The entire system is tiny: The brown dwarf is the size of Jupiter and the pulsar is only the size of Manhattan; the distance that separates them is roughly five times the distance between Earth and the Moon. From Earth’s point of view, the brown dwarf is big enough to eclipse the pulsar for 40 minutes every time they circle each other.

It’s this fortunate geometry that gives the brown dwarf its magnifying power. If you’ve ever admired the beautiful patterns of light along a shoreline, you’ve watched light bend as it passes through water. Waves in the water concentrate sunlight to create those wiggling patterns on the sand. The cocoon of plasma around the brown dwarf has a similar effect on the pulsar’s lighthouse beam — when everything lines up just right, we see the pulse of radio waves pass through the plasma, which concentrates the radiation.

It wasn’t obvious that this should happen. But in 2014 Robert Main (University of Toronto) and colleagues observed a full 9.2-hour orbit using the 305-meter William E. Gordon Telescope at Arecibo Observatory. Just before and just after every pulsar eclipse, they saw the radio pulses brighten. Moreover, the pulses brightened in different ways at different frequencies, exactly as expected for a lensing event.

“The other spectacular thing that happens,” Main explains, “is that the emission from the two poles of the pulsar is not amplified equally.  There are times when the emission from one pole is greatly boosted, while the other is unaffected.”

In other words, the gaseous “lens” around the brown dwarf was sometimes magnifying emission from the pulsar’s north pole and sometimes its south pole — resolving two areas of emission only 10 km (6 miles) apart from 6,500 light-years away. That’s equivalent to resolving a flea on the surface of Pluto using Earth-based telescopes. (For reference, New Horizons flew right by Pluto and still only resolved features 80 meters, or 260 feet, wide!) The team has published their results in Nature.
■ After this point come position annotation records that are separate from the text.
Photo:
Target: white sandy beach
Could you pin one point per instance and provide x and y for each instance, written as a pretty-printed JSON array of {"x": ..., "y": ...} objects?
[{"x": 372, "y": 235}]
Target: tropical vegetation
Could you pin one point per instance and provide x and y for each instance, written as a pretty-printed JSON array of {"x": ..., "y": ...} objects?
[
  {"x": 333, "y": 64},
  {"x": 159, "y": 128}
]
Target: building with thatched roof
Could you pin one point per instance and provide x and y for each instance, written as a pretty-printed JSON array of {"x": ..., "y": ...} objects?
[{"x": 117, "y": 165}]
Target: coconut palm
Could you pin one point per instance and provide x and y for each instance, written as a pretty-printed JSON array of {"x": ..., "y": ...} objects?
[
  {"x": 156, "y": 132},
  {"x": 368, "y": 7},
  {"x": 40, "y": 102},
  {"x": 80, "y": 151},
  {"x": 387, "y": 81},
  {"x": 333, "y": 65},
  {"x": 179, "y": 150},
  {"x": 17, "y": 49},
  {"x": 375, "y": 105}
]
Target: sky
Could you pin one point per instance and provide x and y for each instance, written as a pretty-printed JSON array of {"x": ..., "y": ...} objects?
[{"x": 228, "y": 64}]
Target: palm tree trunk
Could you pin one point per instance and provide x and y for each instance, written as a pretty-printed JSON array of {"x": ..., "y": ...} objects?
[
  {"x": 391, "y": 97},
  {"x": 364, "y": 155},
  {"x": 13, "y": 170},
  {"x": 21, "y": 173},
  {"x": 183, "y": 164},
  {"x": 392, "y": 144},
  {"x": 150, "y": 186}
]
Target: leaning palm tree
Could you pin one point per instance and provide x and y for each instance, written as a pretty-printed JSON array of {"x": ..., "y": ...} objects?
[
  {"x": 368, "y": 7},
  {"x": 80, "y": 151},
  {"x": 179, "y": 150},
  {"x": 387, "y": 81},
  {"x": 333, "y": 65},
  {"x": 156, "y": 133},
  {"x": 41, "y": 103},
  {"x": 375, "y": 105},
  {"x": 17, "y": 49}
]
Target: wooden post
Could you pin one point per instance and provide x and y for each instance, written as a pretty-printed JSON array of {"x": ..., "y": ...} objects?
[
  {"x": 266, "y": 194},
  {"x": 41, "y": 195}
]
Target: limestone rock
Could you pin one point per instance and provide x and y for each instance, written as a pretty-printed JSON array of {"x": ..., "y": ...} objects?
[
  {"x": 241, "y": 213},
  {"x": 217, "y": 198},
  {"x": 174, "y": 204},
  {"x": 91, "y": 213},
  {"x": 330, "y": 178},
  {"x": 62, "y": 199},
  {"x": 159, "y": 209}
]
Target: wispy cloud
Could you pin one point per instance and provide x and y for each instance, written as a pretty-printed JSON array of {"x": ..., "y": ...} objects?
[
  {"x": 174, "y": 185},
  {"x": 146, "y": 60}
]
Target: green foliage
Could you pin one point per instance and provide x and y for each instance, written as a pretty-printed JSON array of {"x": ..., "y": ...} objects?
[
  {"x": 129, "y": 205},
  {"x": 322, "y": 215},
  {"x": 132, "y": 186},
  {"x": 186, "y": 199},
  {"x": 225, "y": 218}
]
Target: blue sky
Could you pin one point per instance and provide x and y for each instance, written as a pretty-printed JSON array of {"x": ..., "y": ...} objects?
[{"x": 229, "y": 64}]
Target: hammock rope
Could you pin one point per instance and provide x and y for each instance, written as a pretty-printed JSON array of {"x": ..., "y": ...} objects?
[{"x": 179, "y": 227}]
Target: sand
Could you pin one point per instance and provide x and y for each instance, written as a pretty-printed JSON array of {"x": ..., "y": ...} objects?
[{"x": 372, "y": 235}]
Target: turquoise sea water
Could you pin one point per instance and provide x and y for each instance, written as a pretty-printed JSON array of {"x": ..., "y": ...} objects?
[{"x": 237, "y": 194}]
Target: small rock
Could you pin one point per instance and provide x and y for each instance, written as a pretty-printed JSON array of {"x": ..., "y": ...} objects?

As Jason Hessels (University of Amsterdam, The Netherlands) points out in an accompanying perspective piece, this isn’t the first time astronomers have seen plasma lensing. Other examples include distant quasars and the Crab Nebula pulsar. Yet it took 30 years between the discovery of PSR B1957+20 and the detection of its lensing. It comes down to the increase in computing power, Hessels argues, which has enabled astronomers to examine changes on microsecond scales over multiple radio frequencies. He concludes: “The future is bright for using pulsars to illuminate the invisible universe.”